Chambres

Edward Hopper, Night windows, 1928























Entre elle et moi c’est encore la nuit. Et la pluie.
Comme chaque matin à présent vers 8 heures
je la regarde enfiler des sous-vêtements noirs
dans le miroir. Je ne la vois pas faire sa toilette.
Mais je sais qu’elle la fait. Et s’habille jusqu’à
8 heures 16. Elle court maintenant de pièce en
pièce. La chambre s’éteint. La salle d’eau. Dans
le living elle se courbe sur l’enfant. Un blouson,
une écharpe, un bonnet. À 28 c’est l’extinction.

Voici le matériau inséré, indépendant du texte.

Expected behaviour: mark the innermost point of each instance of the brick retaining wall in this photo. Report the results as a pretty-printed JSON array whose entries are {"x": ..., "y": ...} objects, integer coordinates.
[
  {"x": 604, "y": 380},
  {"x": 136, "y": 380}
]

 À 31 du hall éclairé soudain surgit un vélo.
Sur le porte-bagages le petit garçon sous la pluie
patiente, indolent. Le vélo entre ses cuisses elle
tire ses gants, se dresse sur les pédales et un filet
de brume aux lèvres pèse de tout son corps
et disparaît au tournant. Dans mon dos la lumière
s’allume : le couloir. Non. La salle de bain. De
l’eau coule. Bruit de brosses, parfum. La lumière
s’éteint. La porte du salon grince. Elle se penche,
m’embrasse, Elle s’est finalement endormie,
c’est encore ses dents, à ce soir. Elle se drape dans
un manteau, la serrure, clac clac, Tu fermeras
derrière moi ? Un dernier grincement, Hmm hmm.